O artigo aborda a interação entre grandes empresas de tecnologia, como o Google, e a proteção dos direitos fundamentais, ressaltando a incidência dessa relação no contexto do constitucionalismo contemporâneo.

Discute-se a importância da tutela dos direitos fundamentais não apenas contra o Estado, mas também contra atores privados que podem influenciar significativamente a sociedade, exemplificado pelo incidente em que o Google reportou incorretamente a cotação do dólar, afetando a credibilidade institucional. O texto analisa o conceito de "verticalidade" e "horizontalidade" dos direitos fundamentais, propondo uma nova abordagem que reconheça o desnível de poder nas interações entre indivíduos e grandes empresas. Além disso, menciona a necessidade de garantir direitos fundamentais a partir de uma perspectiva que abarca não apenas indivíduos, mas também coletivos, refletindo sobre a eficácia dos direitos em um ambiente digital globalizado.

O conceito de constitucionalismo civil de Gunther Teubner é explorado para ilustrar como empresas podem distorcer a informação, afetando direitos coletivos. Por fim, enfatiza a relevância da soberania estatal na proteção dos indivíduos e da democracia diante de influências externas, considerando os desafios impostos pela globalização e pela desinformação.

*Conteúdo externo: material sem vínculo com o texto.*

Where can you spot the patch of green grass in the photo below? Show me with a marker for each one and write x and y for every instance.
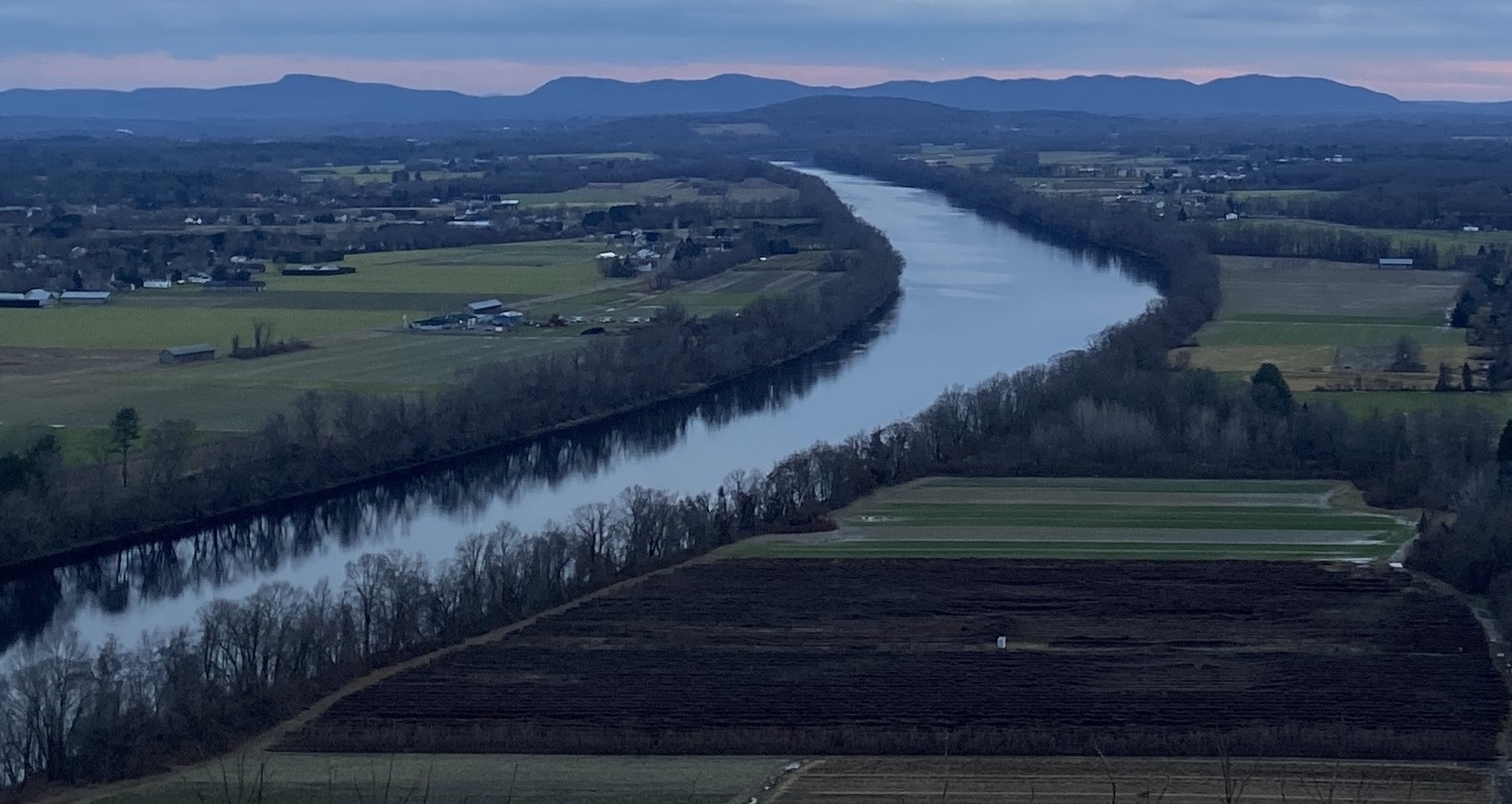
(1447, 242)
(125, 325)
(455, 779)
(1281, 195)
(1118, 515)
(1052, 549)
(1496, 403)
(516, 270)
(1425, 320)
(1322, 332)
(1139, 483)
(637, 156)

Resumo editorial produzido pela equipe da Criminal Player. O texto integral é de autoria dos experts e está publicado no Conjur.

Tópicos do artigo

Principais pontos desenvolvidos no texto original

Principais temas abordados no artigo "Google e o dólar: uma nova verticalidade dos direitos fundamentais?" por Georges Abboud e Matthäus Kroschinsky.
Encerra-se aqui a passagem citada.